I have the feeling pulling on this toothpicky jutting bone splinter thing would likely more resemble the CRACK of the former.
I can't stop imagining it. It's horrible!
I'd just like to take this moment to welcome myself into the world of Movabletype 3.0+ land. It's great to be here. It'll be even jazzier when I can figure out why this server is constraining the dynamic archives...(The category and archive links will be on the fritz until...well -- I switched it back to static until my hosts tell me what I'm doing wrong.)
I need to milk this puppy for all it's worth.
One feature I've already fallen in love with is the rebuild button jumping up onto the top of the edit screen -- instead of needing to scroll down the page and clicky click it.
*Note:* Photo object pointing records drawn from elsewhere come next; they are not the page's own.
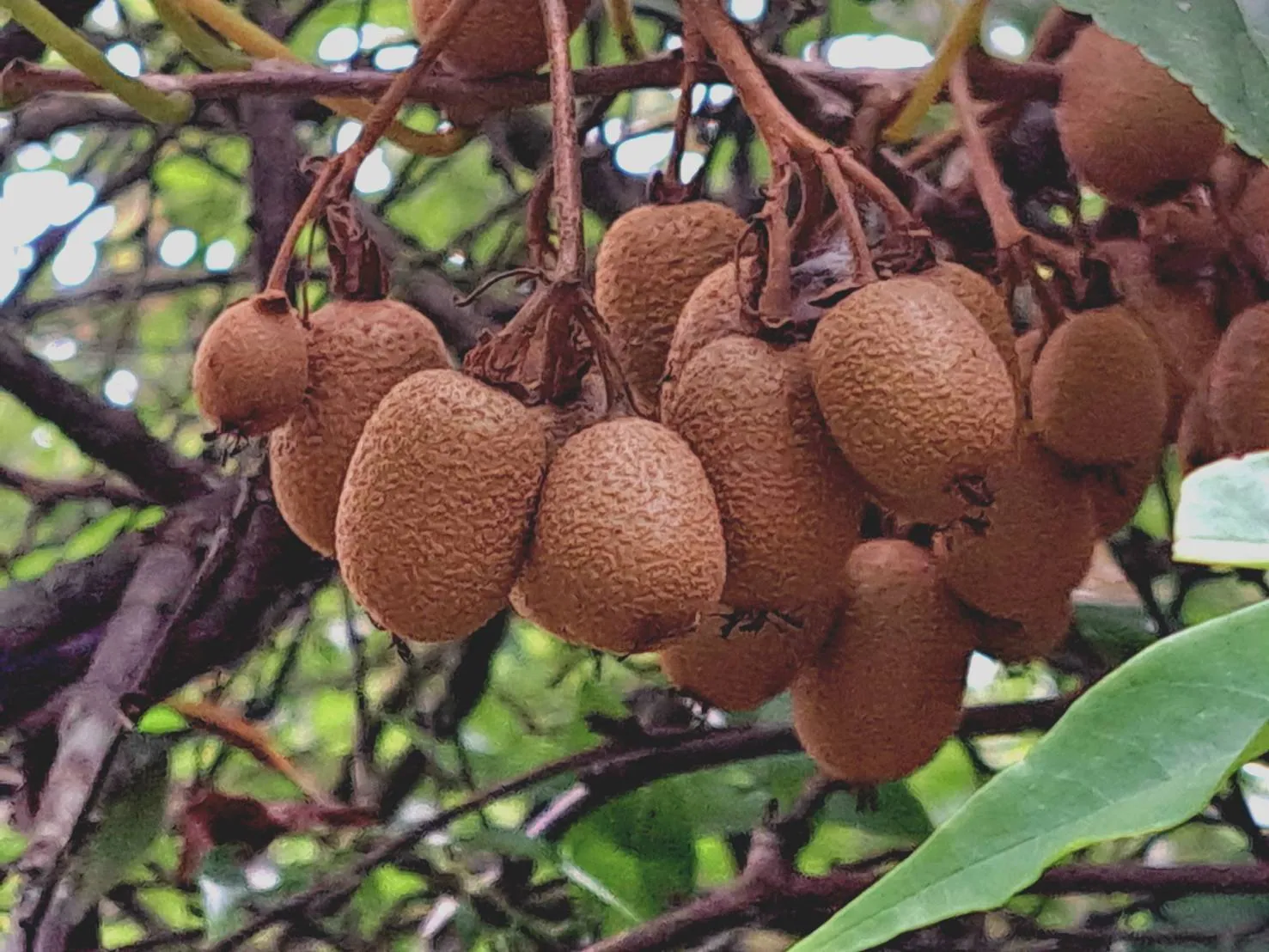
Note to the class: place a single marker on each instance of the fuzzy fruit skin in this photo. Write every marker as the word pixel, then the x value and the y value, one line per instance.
pixel 649 263
pixel 1127 127
pixel 252 367
pixel 1035 547
pixel 627 547
pixel 497 37
pixel 885 691
pixel 436 507
pixel 984 301
pixel 358 351
pixel 1239 396
pixel 1099 395
pixel 914 393
pixel 744 669
pixel 1178 318
pixel 790 503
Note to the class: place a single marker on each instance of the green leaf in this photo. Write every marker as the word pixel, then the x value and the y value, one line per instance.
pixel 1223 513
pixel 1141 752
pixel 1208 45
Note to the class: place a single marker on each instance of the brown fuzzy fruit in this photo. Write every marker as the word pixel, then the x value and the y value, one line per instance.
pixel 885 692
pixel 1035 546
pixel 497 37
pixel 438 503
pixel 984 301
pixel 741 667
pixel 650 262
pixel 1116 492
pixel 358 351
pixel 1098 393
pixel 627 547
pixel 252 367
pixel 1239 396
pixel 790 503
pixel 914 393
pixel 1127 125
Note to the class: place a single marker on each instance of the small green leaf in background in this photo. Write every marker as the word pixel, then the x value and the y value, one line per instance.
pixel 1141 752
pixel 1223 515
pixel 1183 36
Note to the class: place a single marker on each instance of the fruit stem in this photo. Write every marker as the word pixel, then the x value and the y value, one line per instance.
pixel 162 108
pixel 566 164
pixel 778 127
pixel 963 34
pixel 257 42
pixel 335 180
pixel 620 14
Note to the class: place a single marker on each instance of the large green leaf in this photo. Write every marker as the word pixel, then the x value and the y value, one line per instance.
pixel 1210 45
pixel 1141 752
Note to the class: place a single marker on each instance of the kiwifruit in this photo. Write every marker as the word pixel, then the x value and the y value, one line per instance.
pixel 436 505
pixel 1127 125
pixel 1040 636
pixel 713 311
pixel 649 263
pixel 1196 442
pixel 497 37
pixel 790 503
pixel 914 393
pixel 984 301
pixel 252 367
pixel 1179 319
pixel 627 546
pixel 358 351
pixel 1035 545
pixel 885 691
pixel 1239 395
pixel 737 662
pixel 1098 393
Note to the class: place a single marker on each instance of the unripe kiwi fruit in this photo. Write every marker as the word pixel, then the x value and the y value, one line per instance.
pixel 358 351
pixel 984 301
pixel 627 547
pixel 1239 395
pixel 252 367
pixel 740 664
pixel 790 503
pixel 885 691
pixel 1127 125
pixel 1098 393
pixel 436 505
pixel 497 37
pixel 649 263
pixel 1037 542
pixel 914 393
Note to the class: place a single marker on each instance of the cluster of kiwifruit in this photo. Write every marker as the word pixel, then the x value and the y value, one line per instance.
pixel 734 527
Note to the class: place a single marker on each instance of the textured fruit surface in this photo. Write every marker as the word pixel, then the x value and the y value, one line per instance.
pixel 790 503
pixel 650 262
pixel 1127 125
pixel 252 367
pixel 1098 393
pixel 914 393
pixel 1179 319
pixel 1239 395
pixel 495 37
pixel 712 313
pixel 358 351
pixel 885 692
pixel 1035 546
pixel 438 503
pixel 627 547
pixel 984 301
pixel 1116 492
pixel 745 667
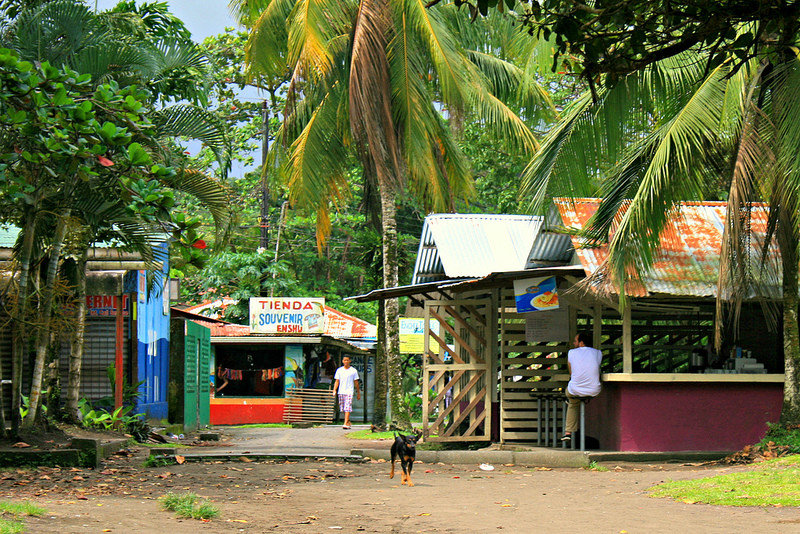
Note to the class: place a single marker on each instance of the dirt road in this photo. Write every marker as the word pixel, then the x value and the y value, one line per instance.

One of the librarians was talking about how much the OCLC interface they'd been using aggravated her because there was information she needed to get at in order to route a requested interloan book on the bottom half of the screen -- and it must've taken an extra second or so to scroll -- but you do that for book upon book and you just gotta start to wonder, who built this thing?
So yeah. That button is nice. I may have to hack away at the default MT style sheet though. I'm still getting used to their new colours.
Good to see the buttons in here for html - that'll help seestore understand links and stuff -- and check one excuse off her list for not updating us on the progress of her zygote.
I've been busy. Busier than I thought -- and busier than I should be. I'm hoping to get all this hunky-dory by tomorrow afternoon - including styling up the new front page..
True, I talk of dreams,
Which are the children of an idle brain,
Begot of nothing but vain fantasy. W.S.